Following on from this: http://www.homemodelenginemachinist.com/index.php?topic=9894.0

I would now like to reduce the spring tension on the quill of my VMC. Anyone got any ideas about the best way to do this? I've not looked yet but expect it's a scroll spring and they can be a bit of a problem to get back sometimes so I'm loathe to start messing about with it until I have some idea what I'm attempting ... :noidea:

Vic.


----------



## JimM (Jul 9, 2010)

Vic, does your VMC mill have the large 'disc' on the opposite side of the quill to the handle (like your omnimill had)  If so I have the omnimil manual that explains how to adjust the tension so may work on this one too ?

Cheers

Jim


----------



## Omnimill (Jul 9, 2010)

Hi Jim, I think it does but it has a concentric clutch assembly for the fine feed as well. I have some Omnimill paperwork somewhere as well so I'll have a look at that and the exploded parts list for the VMC. To be honest I hadn't even thought about being able to adjust it - I thought it would need "modifying"! I have to say the tension on the VMC is much greater than my old Omnimill, I'd be surprised if I could adjust it as low.

Thanks for the idea though Jim Thm:, I may be in touch if my old paperwork doesn't include the spring adjustment.

Vic.


----------



## deverett (Jul 11, 2010)

Vic 

Haven't you just bought a Warco machine? If so, why not give the friendly folk at the Warco service department a call.
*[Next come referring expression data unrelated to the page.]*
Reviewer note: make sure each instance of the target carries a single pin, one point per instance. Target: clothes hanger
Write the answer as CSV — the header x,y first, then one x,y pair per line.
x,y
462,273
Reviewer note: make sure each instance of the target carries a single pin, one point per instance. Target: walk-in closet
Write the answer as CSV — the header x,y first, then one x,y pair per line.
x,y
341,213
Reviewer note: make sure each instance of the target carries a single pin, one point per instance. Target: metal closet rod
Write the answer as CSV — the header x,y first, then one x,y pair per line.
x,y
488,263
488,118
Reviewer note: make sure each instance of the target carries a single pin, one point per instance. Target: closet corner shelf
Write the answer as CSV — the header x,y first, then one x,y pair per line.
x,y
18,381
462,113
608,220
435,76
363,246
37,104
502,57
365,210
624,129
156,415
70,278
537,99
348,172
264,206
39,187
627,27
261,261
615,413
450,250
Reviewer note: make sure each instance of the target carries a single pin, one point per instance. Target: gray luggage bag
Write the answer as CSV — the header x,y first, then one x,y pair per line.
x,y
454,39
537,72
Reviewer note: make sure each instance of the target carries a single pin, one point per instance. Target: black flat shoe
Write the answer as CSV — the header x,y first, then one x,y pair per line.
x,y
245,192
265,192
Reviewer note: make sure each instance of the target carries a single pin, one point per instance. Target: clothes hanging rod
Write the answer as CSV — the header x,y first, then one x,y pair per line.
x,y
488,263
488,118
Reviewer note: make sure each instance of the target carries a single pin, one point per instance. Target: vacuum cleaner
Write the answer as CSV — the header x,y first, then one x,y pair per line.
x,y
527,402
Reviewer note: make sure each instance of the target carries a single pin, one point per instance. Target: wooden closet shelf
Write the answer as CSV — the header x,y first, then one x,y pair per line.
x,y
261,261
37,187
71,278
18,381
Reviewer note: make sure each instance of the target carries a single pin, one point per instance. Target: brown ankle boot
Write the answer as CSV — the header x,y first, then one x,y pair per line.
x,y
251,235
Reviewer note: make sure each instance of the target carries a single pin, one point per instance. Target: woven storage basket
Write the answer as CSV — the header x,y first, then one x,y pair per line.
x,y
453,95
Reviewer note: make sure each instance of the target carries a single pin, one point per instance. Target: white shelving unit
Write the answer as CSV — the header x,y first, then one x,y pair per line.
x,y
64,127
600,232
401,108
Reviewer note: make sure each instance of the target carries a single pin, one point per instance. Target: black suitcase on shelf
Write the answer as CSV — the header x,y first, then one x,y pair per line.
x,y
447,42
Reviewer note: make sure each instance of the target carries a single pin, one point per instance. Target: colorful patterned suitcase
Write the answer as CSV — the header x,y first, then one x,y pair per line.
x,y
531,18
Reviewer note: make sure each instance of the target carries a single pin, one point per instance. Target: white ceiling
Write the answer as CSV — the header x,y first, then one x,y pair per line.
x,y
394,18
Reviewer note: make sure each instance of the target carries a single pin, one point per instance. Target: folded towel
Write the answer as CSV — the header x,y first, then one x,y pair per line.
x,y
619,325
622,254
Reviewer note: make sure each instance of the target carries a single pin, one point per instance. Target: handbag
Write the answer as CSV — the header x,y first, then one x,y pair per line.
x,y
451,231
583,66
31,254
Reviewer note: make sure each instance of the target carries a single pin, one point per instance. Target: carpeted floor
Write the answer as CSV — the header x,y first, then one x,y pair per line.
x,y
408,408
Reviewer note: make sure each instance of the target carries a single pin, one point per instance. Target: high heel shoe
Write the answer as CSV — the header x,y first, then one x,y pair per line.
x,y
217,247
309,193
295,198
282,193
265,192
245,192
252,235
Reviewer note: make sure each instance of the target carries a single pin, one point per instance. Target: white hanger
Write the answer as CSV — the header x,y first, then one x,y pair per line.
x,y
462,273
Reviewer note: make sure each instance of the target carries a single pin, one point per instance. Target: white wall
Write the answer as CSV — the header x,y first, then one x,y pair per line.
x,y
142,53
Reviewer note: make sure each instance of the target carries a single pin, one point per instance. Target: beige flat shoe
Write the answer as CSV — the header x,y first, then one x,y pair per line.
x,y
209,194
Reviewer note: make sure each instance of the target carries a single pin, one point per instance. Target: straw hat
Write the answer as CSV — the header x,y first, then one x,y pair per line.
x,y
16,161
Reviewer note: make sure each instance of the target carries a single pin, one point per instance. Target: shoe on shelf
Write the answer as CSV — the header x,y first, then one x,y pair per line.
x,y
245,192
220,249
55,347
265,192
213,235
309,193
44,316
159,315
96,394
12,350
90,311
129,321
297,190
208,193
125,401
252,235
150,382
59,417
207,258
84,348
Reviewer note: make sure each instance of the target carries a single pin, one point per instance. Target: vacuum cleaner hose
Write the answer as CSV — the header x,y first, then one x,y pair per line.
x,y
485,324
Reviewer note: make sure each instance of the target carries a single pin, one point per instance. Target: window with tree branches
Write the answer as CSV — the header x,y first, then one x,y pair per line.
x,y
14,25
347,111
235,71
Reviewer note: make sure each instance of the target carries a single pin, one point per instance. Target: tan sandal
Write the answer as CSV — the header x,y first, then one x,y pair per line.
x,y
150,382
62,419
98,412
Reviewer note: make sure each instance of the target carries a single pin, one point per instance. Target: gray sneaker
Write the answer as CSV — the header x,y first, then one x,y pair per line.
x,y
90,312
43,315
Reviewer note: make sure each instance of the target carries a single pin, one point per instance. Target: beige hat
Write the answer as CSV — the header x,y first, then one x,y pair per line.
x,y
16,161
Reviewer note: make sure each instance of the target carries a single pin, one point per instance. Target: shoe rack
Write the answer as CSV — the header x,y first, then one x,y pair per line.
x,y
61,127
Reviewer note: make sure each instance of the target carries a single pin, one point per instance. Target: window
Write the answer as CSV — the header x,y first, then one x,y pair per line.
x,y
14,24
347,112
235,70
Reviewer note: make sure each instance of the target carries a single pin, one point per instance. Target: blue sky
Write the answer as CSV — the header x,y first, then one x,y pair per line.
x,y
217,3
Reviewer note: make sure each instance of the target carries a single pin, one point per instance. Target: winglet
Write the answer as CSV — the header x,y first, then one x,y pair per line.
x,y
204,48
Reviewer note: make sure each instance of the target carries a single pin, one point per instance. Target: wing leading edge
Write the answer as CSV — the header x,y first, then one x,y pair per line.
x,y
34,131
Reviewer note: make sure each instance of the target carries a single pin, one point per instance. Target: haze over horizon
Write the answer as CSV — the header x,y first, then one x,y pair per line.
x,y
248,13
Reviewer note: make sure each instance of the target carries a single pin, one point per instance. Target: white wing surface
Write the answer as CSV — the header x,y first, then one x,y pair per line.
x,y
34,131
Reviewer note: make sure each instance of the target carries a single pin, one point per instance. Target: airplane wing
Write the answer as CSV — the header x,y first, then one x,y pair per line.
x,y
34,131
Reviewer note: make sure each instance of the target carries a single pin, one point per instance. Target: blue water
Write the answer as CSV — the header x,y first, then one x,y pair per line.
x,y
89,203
They must know if adjustment is possible.

Dave
The Emerald Isle


----------



## Omnimill (Jul 11, 2010)

Hi Dave, I spoke to the boss of Warco today at the Guildford show and he didn't know the answer but suggested the same thing - give tech a call! 

Update: I spoke to Warco today (tuesday) and to cut a long story short it's now adjusted. It's not clear on the parts diagram but there is a Scroll spring on the right side of the quill (not the left side as I was told!).


Vic.


----------